All the ladies love Wakana.
To be sure, the young man's sewing skills are off the charts and his tendency to smooth over the thorniest of outbursts with a cool smile is unparalleled. Wakana Gojo, a loner and a high schooler without many hobbies, has suddenly found himself a necessity for a handful of cosplay goddesses who couldn't survive without him. MY DRESS-UP DARLING #4 wraps up the cosplay collab between the ever-ebullient Marin Kitagawa and the reluctant tsundere Sajuna Inui. Will this new team of unlikely friends find its way toward something more?

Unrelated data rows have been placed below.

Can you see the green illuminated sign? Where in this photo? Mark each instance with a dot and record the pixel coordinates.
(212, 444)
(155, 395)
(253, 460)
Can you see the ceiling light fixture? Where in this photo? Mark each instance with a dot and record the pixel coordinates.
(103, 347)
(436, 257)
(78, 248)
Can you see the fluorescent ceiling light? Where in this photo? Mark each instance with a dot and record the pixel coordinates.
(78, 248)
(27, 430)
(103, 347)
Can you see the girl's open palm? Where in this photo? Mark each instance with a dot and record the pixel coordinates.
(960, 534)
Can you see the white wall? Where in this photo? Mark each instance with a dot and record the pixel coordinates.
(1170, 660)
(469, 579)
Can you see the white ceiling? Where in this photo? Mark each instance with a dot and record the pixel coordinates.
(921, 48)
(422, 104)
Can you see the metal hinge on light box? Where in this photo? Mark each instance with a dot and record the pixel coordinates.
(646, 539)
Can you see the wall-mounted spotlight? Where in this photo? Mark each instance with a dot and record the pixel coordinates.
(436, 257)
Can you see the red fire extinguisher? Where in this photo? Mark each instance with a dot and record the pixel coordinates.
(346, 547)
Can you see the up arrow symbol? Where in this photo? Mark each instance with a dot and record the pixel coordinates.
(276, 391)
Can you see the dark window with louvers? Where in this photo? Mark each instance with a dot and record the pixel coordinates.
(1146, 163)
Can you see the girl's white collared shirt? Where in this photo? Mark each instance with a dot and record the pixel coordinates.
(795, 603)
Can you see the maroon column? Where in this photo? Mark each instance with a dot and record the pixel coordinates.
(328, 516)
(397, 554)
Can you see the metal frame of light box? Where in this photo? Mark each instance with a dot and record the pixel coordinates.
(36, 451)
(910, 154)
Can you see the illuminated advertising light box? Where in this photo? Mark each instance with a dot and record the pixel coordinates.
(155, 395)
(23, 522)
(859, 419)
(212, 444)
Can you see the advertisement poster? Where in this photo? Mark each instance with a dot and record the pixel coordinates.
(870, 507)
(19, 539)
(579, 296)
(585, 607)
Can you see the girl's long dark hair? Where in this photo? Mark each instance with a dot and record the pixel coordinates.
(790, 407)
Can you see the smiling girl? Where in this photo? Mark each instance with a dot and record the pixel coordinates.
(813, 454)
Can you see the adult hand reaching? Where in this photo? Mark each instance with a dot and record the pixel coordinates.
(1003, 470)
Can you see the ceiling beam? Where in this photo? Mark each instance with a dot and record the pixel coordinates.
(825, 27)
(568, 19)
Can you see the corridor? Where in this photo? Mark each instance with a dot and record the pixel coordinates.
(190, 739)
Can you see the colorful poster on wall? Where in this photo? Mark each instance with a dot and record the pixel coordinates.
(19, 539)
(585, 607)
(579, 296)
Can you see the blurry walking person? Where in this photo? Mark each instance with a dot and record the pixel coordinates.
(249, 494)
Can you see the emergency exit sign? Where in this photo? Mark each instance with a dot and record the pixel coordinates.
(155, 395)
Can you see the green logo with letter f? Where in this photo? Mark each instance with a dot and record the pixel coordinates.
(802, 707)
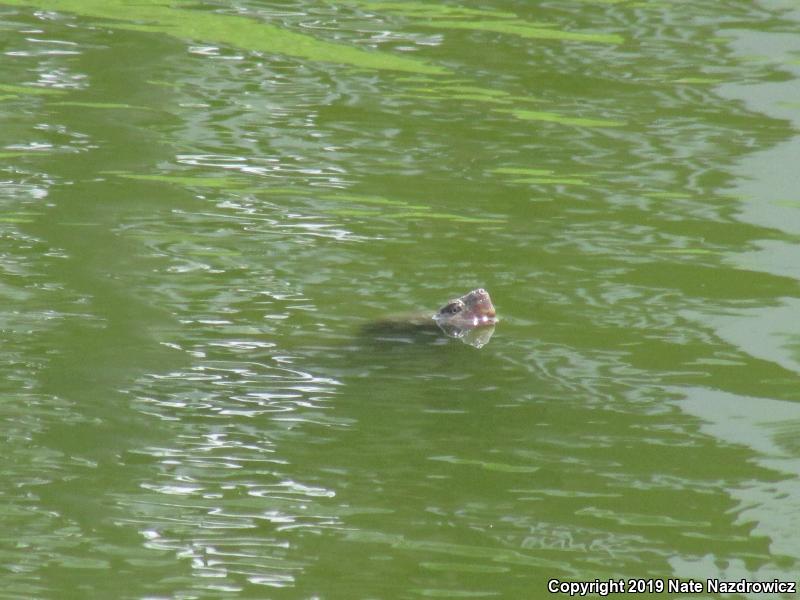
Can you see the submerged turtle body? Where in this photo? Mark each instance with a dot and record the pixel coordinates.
(470, 318)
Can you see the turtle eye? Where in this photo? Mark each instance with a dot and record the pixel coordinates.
(453, 308)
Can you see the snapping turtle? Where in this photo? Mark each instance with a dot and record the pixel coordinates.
(470, 318)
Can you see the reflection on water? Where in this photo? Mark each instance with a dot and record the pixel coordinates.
(203, 205)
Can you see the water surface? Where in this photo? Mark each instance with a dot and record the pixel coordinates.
(203, 203)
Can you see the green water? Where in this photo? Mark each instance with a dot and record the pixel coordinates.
(203, 202)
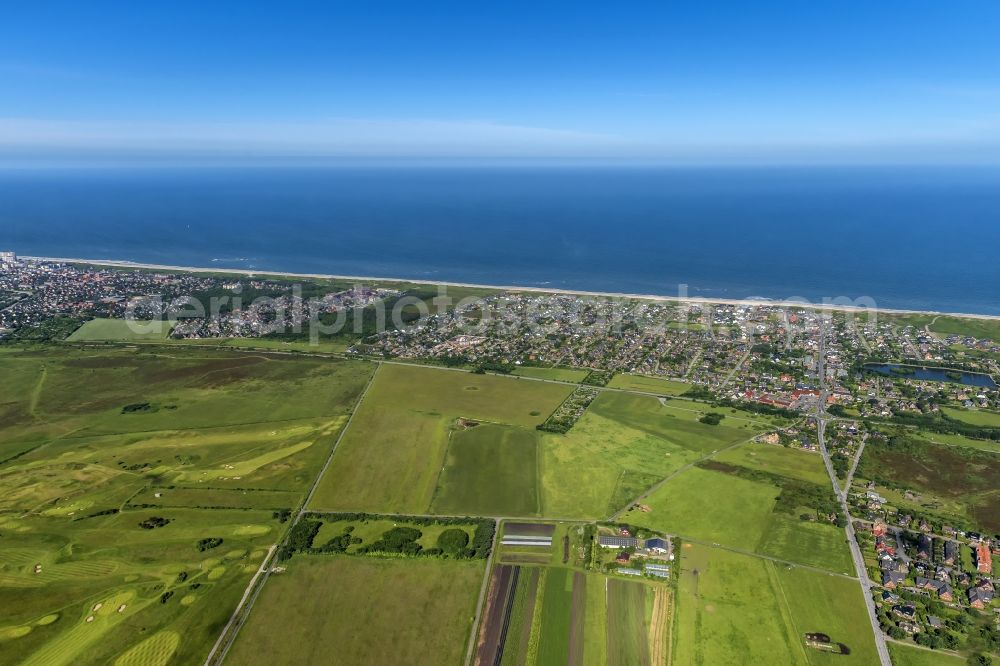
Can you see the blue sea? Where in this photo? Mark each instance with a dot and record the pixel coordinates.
(910, 238)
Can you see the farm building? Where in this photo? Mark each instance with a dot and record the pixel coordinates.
(658, 545)
(617, 542)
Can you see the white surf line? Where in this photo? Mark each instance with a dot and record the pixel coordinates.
(697, 300)
(474, 632)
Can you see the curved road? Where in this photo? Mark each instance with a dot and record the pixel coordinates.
(859, 560)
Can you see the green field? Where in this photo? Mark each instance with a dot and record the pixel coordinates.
(793, 463)
(88, 439)
(490, 470)
(646, 384)
(734, 608)
(556, 374)
(361, 610)
(710, 506)
(600, 465)
(979, 417)
(392, 455)
(624, 444)
(628, 630)
(120, 330)
(562, 616)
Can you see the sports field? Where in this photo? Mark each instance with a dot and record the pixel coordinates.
(793, 463)
(600, 465)
(121, 330)
(715, 507)
(490, 470)
(677, 421)
(734, 608)
(362, 610)
(391, 458)
(140, 491)
(910, 655)
(556, 374)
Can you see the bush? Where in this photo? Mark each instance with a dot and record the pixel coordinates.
(153, 522)
(453, 540)
(209, 544)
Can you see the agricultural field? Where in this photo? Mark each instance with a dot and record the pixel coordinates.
(623, 445)
(954, 439)
(490, 470)
(412, 611)
(140, 491)
(120, 330)
(557, 374)
(734, 608)
(391, 458)
(909, 655)
(979, 417)
(645, 384)
(559, 616)
(793, 463)
(715, 503)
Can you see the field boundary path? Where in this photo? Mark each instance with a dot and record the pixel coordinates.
(483, 588)
(242, 612)
(859, 560)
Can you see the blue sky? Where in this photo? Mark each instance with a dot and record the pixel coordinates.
(915, 81)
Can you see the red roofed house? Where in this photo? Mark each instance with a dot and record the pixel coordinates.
(984, 559)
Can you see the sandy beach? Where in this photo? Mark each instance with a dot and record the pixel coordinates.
(513, 288)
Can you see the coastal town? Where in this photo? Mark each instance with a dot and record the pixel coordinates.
(898, 411)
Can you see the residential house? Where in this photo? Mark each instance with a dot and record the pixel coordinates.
(950, 552)
(984, 559)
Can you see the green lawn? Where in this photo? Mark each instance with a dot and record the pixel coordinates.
(733, 608)
(119, 330)
(979, 417)
(490, 470)
(557, 374)
(392, 455)
(360, 610)
(793, 463)
(677, 421)
(710, 506)
(600, 465)
(647, 384)
(628, 631)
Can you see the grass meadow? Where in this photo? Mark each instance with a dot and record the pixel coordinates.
(556, 374)
(734, 608)
(391, 458)
(644, 384)
(363, 610)
(119, 330)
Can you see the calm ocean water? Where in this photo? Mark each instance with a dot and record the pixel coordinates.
(909, 238)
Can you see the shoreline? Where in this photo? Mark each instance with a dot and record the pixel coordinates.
(694, 300)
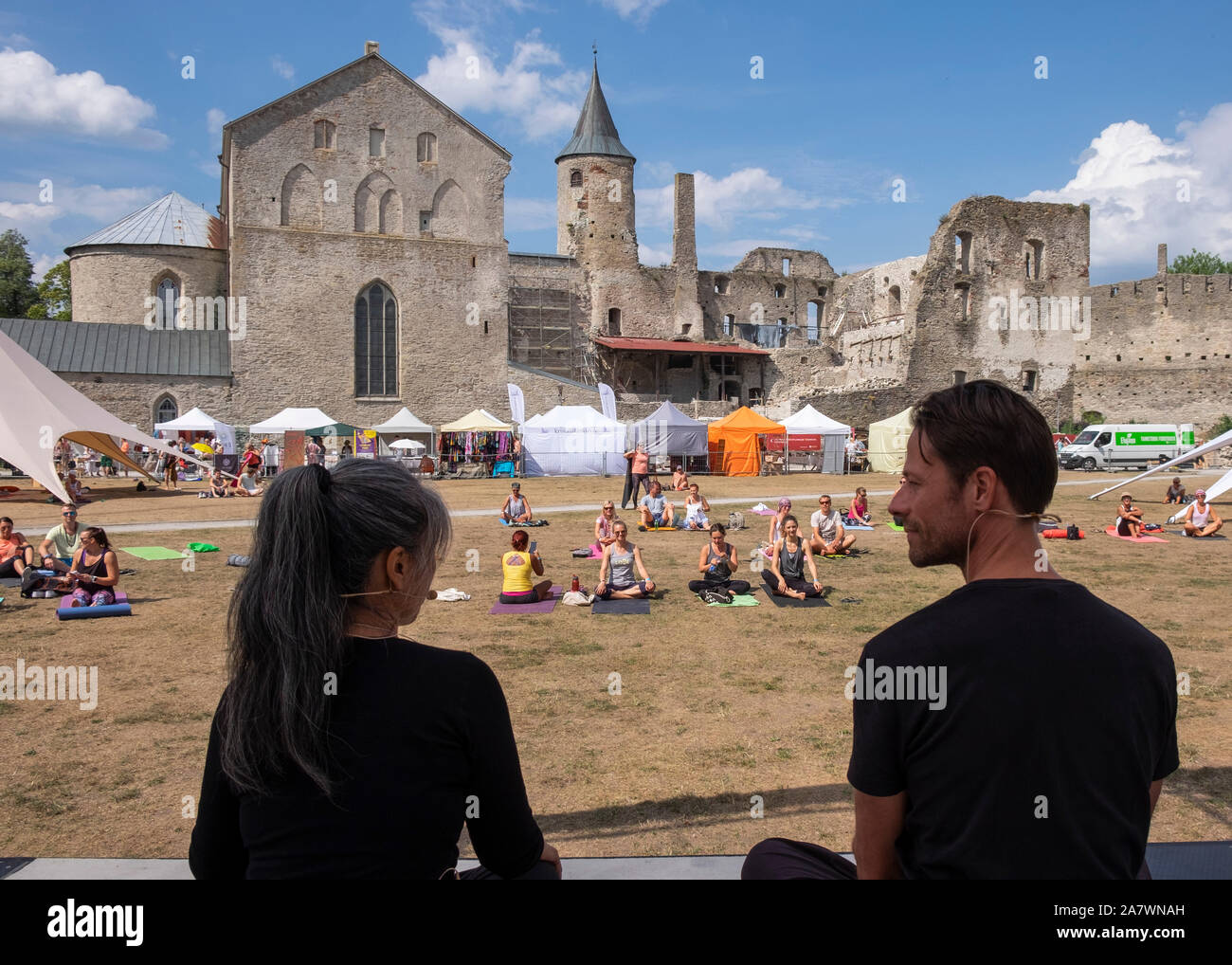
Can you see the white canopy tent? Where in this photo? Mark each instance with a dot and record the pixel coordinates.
(292, 420)
(573, 440)
(195, 420)
(834, 435)
(40, 407)
(1212, 492)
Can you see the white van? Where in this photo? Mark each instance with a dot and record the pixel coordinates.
(1126, 446)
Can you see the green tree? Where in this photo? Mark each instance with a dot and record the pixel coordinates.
(16, 288)
(54, 295)
(1200, 263)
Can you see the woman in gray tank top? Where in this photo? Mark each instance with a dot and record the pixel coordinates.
(787, 574)
(616, 571)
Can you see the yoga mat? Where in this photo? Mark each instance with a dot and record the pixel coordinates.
(1112, 532)
(740, 599)
(119, 608)
(788, 602)
(620, 607)
(153, 553)
(542, 607)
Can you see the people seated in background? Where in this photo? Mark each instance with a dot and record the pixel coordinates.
(785, 577)
(62, 542)
(716, 563)
(95, 574)
(829, 537)
(1129, 517)
(1202, 519)
(516, 567)
(656, 510)
(15, 553)
(604, 522)
(859, 513)
(249, 483)
(697, 509)
(616, 570)
(516, 507)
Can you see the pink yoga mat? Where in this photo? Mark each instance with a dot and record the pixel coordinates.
(542, 607)
(1112, 532)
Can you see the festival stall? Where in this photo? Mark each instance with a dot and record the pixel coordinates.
(668, 432)
(887, 443)
(573, 440)
(477, 438)
(814, 434)
(734, 442)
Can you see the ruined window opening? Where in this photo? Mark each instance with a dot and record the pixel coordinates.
(426, 148)
(1034, 259)
(323, 135)
(962, 251)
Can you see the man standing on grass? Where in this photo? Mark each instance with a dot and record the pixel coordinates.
(1019, 727)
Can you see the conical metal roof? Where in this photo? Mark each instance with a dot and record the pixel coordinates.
(595, 132)
(172, 220)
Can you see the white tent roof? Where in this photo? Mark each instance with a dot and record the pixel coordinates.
(294, 420)
(195, 420)
(809, 422)
(405, 422)
(40, 407)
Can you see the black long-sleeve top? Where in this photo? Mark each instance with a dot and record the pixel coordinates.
(422, 742)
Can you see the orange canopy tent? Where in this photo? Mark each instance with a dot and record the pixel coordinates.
(734, 442)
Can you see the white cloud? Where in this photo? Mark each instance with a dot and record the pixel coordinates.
(719, 202)
(529, 213)
(1134, 183)
(635, 10)
(466, 77)
(33, 97)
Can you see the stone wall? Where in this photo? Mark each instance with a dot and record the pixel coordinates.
(111, 282)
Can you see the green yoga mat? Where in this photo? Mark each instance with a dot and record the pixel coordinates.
(153, 553)
(742, 599)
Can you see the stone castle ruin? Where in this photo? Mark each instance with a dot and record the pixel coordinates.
(361, 229)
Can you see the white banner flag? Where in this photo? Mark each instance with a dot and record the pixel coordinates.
(516, 403)
(607, 401)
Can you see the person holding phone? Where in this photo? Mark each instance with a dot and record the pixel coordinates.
(517, 566)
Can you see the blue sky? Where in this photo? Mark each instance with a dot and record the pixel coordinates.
(1134, 115)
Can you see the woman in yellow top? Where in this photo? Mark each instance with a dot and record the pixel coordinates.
(516, 566)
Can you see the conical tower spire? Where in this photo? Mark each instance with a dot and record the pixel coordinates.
(595, 132)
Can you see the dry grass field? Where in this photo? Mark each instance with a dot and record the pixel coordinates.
(716, 705)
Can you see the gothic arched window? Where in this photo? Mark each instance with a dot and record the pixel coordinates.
(376, 341)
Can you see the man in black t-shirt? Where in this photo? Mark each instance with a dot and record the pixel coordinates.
(1019, 727)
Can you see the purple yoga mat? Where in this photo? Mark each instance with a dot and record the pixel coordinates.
(542, 607)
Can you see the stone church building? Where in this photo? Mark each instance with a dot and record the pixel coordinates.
(357, 263)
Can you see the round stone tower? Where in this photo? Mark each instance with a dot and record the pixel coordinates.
(594, 190)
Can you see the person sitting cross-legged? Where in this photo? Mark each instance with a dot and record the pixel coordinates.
(516, 507)
(787, 574)
(616, 570)
(716, 563)
(516, 566)
(829, 537)
(1202, 519)
(656, 510)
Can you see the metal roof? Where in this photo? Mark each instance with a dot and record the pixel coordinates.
(595, 132)
(112, 348)
(172, 220)
(691, 348)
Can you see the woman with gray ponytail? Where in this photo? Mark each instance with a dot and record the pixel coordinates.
(340, 750)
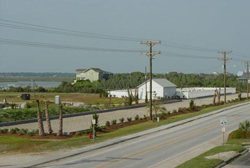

This volume views the comical streamlining of cosplay chaos largely through the eyes of Sajuna, a girl whose solitary gaze and firm sense of self feel exclusory even when it's not. Sajuna enjoys the sensory exploration that cosplay permits. She and her little sister, Shinju, together explore the interplay of real and imaginary with top-notch photography and knee-deep research into fantasy worlds hitherto uninvestigated. It's a detailed, invested, at times cerebral appreciation for the difficulty of the art.
Which is probably why Marin's emotional sincerity feels so alien to the girl. Which is why Wakana's kindness feels so out of place to the girl. Which is why, when these foreign elements clash and combine and invade her sacred space, Sajuna feels frazzled.
However, as readers are well aware by now, jealousy and uncertainty frequently yield to wonder and curiosity. MY DRESS-UP DARLING #4 maintains the manga's close affection for inheriting self-discovery as a byproduct of unfurling increasingly newer and complex relational dynamics. The more Wakana involves himself with Marin, Sajuna, and Shinju, the more clearly he discerns the importance of the courage required to be oneself under difficult or strenuous conditions.
The manga continues to serve as a solid introduction to the engagement and diversity at the heart of cosplay. Cross-dressing. Modifying off-the-rack clothes. Discussing eye shapes. Sculpting and contouring the face with contrast and shadow. Styling wigs for beginners. For readers addressing cosplay from every angle possible, this manga might serve as an enlightening addition to the home catalogue.
This volume focuses on successful cosplay more so than acquiescing to the ecchi subplots that run parallel to the greater narrative. There are some glorified panty shots and busty close-ups, but that's all. It's somewhat baffling for the publisher to have rated this comic book "M" (mature) when it hews so closely to traditional ecchi tropes (that is, no vulgar dialogue and no nudity, only the suggestion of possible impropriety, which never actually occurs). Whatever the case, the book's simmering romantic drama takes a backseat. Although Marin's sulky face in the book's final chapter, when she learns Wakana invited another girl to his home to chat about cosplay, totally makes up for it.